David Bossie, a former Trump deputy campaign manager who remains close to the White House, said, “After years of planning, strategizing, and fundraising now is the time for the super PACs and those organizations that support President Trump and Vice President Mike Pence’s reelection to engage with their all-important dollars to have a positive impact now and not wait any longer.”
An America First Action spokesperson did not respond to a request for comment. The organization has spent roughly $13 million over the past month and has booked $24 million from September through the election. It has announced plans for a post-Labor Day, anti-Biden assault.
The Trump forces have also been hamstrung by the downfall of the National Rifle Association. The prominent outside group aggressively bolstered Trump in 2016 but has been essentially a non-factor in 2020 as it confronts an investigation into alleged financial improprieties.
Trump advisers note they have placed a premium on digital advertising, especially during the conventions. Between July 21 and August 15, the president’s campaign spent $31 million on Facebook and Google, while the Biden team invested $25 million, according to Advertising Analytics. It represents an advantage for Trump, but not of the same magnitude Biden has been enjoying on TV.
Trump aides strenuously push back on the idea they are facing financial problems, though campaign manager Bill Stepien has been examining the campaign’s operations, including budgeting. He has charged deputy campaign manager Justin Clark to review spending going forward.
After taking over the Trump campaign last month, Stepien briefly paused TV spending to reassess the strategy. Rather than airing commercials across the country, the campaign decided to target early-voting states.
Pressed on the scale-back during a Sunday appearance on NBC’s “Meet the Press,” Trump senior adviser Jason Miller said the campaign was “conserving money right now and focusing a little bit more smartly and a little more effectively on the states that are voting early.”

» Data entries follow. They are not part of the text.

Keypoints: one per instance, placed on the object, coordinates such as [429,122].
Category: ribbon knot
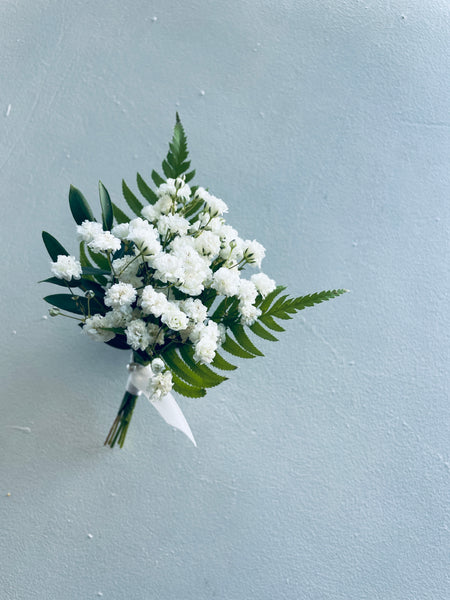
[139,383]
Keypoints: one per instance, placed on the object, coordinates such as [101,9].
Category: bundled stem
[119,428]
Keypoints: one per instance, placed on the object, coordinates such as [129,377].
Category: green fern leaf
[210,378]
[258,329]
[271,323]
[145,190]
[234,348]
[157,179]
[220,363]
[243,339]
[177,365]
[264,305]
[184,389]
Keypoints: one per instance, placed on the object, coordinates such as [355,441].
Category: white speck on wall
[19,428]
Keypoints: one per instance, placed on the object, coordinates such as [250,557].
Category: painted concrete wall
[322,470]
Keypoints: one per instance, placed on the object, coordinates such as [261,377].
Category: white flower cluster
[163,265]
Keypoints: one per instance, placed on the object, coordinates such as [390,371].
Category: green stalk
[119,428]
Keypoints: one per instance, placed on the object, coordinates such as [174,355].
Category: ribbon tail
[172,415]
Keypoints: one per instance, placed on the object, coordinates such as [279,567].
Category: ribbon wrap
[138,384]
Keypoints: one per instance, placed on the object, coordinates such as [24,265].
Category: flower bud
[157,365]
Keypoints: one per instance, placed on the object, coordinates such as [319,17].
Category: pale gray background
[322,470]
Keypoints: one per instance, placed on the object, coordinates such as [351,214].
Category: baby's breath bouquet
[168,285]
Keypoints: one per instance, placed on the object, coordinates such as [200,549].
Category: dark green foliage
[222,364]
[131,199]
[185,389]
[105,203]
[81,211]
[259,330]
[120,342]
[145,190]
[68,302]
[210,378]
[243,339]
[234,348]
[119,215]
[54,248]
[180,368]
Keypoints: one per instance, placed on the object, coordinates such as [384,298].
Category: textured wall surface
[322,470]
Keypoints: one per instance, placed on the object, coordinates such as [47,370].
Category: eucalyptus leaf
[107,211]
[54,248]
[81,211]
[69,302]
[131,199]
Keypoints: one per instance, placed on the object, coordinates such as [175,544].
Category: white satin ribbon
[138,383]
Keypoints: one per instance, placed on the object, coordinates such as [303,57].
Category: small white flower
[205,344]
[88,230]
[126,268]
[120,294]
[174,318]
[157,365]
[195,309]
[121,231]
[104,242]
[247,291]
[151,213]
[153,302]
[254,252]
[208,244]
[263,283]
[183,191]
[145,236]
[167,189]
[169,268]
[226,281]
[249,313]
[215,206]
[160,385]
[138,336]
[66,267]
[93,327]
[173,224]
[156,334]
[118,317]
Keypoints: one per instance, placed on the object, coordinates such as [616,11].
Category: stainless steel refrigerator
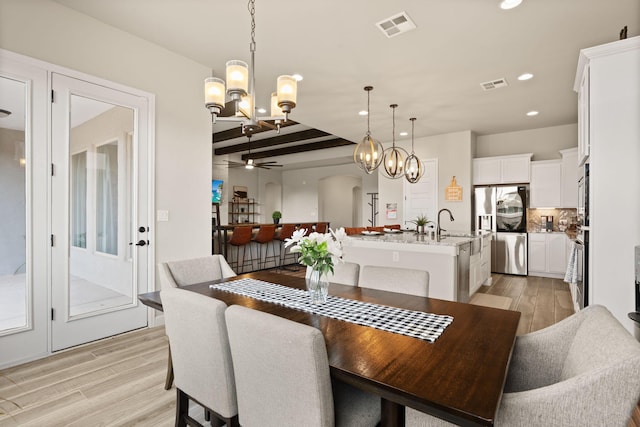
[503,211]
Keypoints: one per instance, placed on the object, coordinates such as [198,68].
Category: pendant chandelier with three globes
[369,153]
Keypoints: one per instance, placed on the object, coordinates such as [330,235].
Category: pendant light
[369,153]
[413,169]
[240,88]
[394,156]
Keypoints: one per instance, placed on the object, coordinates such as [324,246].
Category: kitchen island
[446,259]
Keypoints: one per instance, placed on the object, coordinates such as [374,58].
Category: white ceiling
[433,72]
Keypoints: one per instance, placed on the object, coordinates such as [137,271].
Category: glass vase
[318,286]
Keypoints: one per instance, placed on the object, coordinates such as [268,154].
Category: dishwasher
[464,258]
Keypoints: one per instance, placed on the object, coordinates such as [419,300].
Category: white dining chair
[344,273]
[393,279]
[194,270]
[173,274]
[203,369]
[282,376]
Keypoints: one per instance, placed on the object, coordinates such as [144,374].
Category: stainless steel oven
[582,245]
[583,196]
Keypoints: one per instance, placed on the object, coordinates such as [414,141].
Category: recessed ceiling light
[509,4]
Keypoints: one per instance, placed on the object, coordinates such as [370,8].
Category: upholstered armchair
[582,371]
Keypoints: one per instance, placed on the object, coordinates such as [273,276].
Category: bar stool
[240,239]
[286,231]
[321,227]
[265,237]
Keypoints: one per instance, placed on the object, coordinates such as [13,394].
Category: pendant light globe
[413,168]
[369,153]
[394,157]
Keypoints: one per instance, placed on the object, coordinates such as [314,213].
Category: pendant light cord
[393,136]
[368,110]
[252,10]
[413,122]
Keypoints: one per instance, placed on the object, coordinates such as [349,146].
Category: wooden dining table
[458,378]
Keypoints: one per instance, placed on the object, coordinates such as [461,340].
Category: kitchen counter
[446,260]
[448,243]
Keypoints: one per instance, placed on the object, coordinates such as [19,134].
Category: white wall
[300,192]
[544,143]
[48,31]
[615,178]
[336,200]
[454,154]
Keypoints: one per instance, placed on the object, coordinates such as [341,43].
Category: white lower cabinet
[480,266]
[548,254]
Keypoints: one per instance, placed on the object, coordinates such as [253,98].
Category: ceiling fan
[251,163]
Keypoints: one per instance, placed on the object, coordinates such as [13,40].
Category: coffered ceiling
[433,72]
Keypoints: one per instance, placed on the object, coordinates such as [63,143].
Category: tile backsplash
[534,222]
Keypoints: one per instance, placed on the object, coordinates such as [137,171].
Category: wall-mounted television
[216,191]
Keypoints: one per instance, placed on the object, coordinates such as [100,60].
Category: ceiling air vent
[397,24]
[494,84]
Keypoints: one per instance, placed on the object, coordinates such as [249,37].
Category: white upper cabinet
[554,183]
[546,184]
[583,117]
[569,178]
[502,170]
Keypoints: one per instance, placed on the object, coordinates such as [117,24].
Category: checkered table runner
[416,324]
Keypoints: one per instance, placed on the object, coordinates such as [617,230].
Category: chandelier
[413,169]
[394,156]
[369,152]
[240,87]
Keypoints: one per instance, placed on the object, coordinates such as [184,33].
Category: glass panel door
[24,237]
[98,212]
[15,310]
[101,266]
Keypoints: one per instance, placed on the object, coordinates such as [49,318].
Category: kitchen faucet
[438,229]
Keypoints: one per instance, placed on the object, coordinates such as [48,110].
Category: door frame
[41,127]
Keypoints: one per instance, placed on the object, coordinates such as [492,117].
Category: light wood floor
[119,381]
[541,301]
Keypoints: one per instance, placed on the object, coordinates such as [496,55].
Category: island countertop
[448,243]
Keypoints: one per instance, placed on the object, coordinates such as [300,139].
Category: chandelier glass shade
[369,153]
[394,156]
[413,168]
[240,89]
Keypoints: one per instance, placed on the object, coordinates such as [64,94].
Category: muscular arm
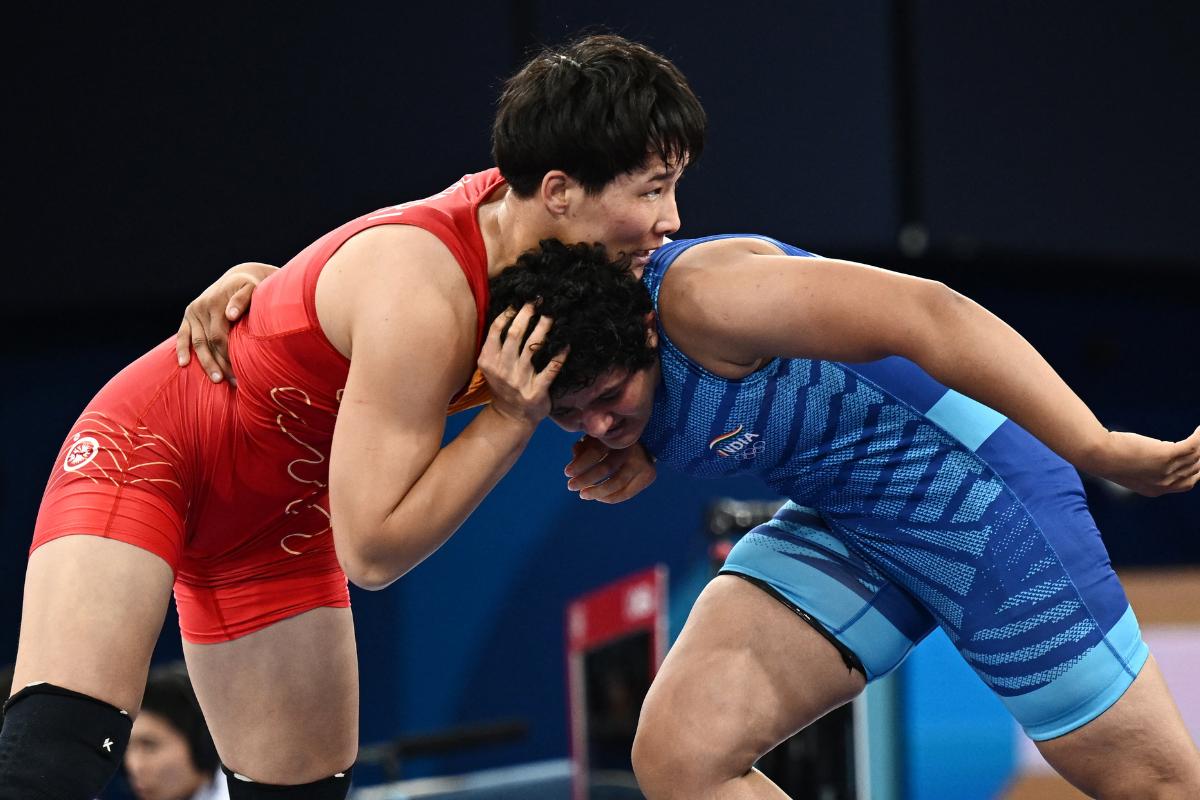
[748,306]
[395,493]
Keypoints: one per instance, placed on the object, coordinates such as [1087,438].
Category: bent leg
[745,674]
[282,703]
[1139,747]
[93,611]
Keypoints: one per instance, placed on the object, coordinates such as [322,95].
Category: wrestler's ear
[555,192]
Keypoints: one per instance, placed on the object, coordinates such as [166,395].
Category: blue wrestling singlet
[912,506]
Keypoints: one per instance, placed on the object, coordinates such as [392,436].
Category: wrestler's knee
[679,752]
[1151,781]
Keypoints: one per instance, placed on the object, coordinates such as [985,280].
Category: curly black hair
[598,305]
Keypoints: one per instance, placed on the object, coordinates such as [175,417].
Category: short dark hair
[599,308]
[595,108]
[171,696]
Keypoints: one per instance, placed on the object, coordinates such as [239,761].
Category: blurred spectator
[171,753]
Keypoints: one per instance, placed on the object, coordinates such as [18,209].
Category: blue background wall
[1044,151]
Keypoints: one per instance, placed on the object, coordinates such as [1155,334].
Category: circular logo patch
[81,453]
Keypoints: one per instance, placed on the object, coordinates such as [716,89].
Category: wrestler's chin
[624,435]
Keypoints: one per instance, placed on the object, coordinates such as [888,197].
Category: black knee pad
[330,788]
[59,745]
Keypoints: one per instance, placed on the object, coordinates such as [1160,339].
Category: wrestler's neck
[511,226]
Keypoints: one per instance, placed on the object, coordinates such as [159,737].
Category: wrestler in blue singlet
[911,506]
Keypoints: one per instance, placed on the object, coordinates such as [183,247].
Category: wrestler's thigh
[1138,744]
[282,703]
[93,612]
[745,673]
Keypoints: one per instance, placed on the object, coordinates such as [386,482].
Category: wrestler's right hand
[1146,465]
[208,319]
[519,391]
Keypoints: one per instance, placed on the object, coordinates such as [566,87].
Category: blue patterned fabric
[931,509]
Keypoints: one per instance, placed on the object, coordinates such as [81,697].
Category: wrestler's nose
[597,423]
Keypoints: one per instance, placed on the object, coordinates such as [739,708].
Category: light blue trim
[969,421]
[846,614]
[1086,690]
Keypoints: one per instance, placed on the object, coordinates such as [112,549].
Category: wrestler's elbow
[365,561]
[367,573]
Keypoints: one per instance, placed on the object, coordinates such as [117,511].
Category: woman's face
[160,762]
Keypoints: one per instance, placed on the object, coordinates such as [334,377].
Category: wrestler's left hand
[208,319]
[519,391]
[599,473]
[1150,467]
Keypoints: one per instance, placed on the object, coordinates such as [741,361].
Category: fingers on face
[625,482]
[519,322]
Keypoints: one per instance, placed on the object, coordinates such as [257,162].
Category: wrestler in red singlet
[228,486]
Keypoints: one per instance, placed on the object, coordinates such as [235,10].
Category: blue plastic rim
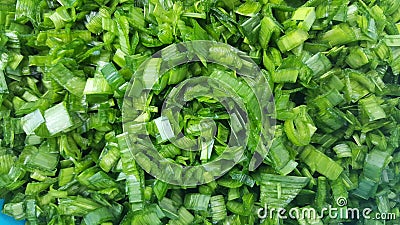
[8,220]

Yet even in most of those early-voting states, Biden has dominated Trump. The former vice president spent more than three times as much as the president in North Carolina — where absentee voting begins next week — as well as in Florida and Arizona.
The one state where Trump outpaced Biden was Georgia, where the president’s team made a small investment. Losing Georgia would likely signal a catastrophic election for Trump, who carried the state by 5 percentage points in 2016.
The Trump campaign was also absent in Ohio and Nevada.
To some Republicans the scenario feels eerily similar to 2012 when Barack Obama crushed Mitt Romney during the convention weeks, fueling an early fall bounce.
“Over the dog days of summer, the Biden campaign and his outside allies have owned the airwaves in the states that matter most,” said Nick Everhart, a Republican ad-maker.
Everhart, however, cautioned that “the average voter has been more consumed with the pandemic’s impact on their life,” and said that “deciding who to vote for… is still a fall - not a summer – activity.”
Whether the Biden advertising advantage persists into autumn remains an open question. While the Biden campaign has announced plans to spend $220 million starting in September, it has so far reserved only about half that, according to media buying figures obtained by POLITICO. The Trump campaign has booked nearly $148 million so far.
The Biden team has greeted Trump’s summertime absence from the airwaves with jubilation and say it's evidence of a campaign on the decline.
“The Trump campaign promised us the ‘Death Star,’ but instead what we got was something closer to the Titanic,” said Biden spokesman Michael Gwin.
Not everyone is convinced the drop-off will matter, though. Even without TV ads, Trump has an ability to draw attention in a way few politicians can. And many Republicans point out that the president found himself in a similar position four years ago.
“Trump was significantly outspent in 2016,” said veteran GOP ad maker Scott Howell, “and that didn’t seem to matter.”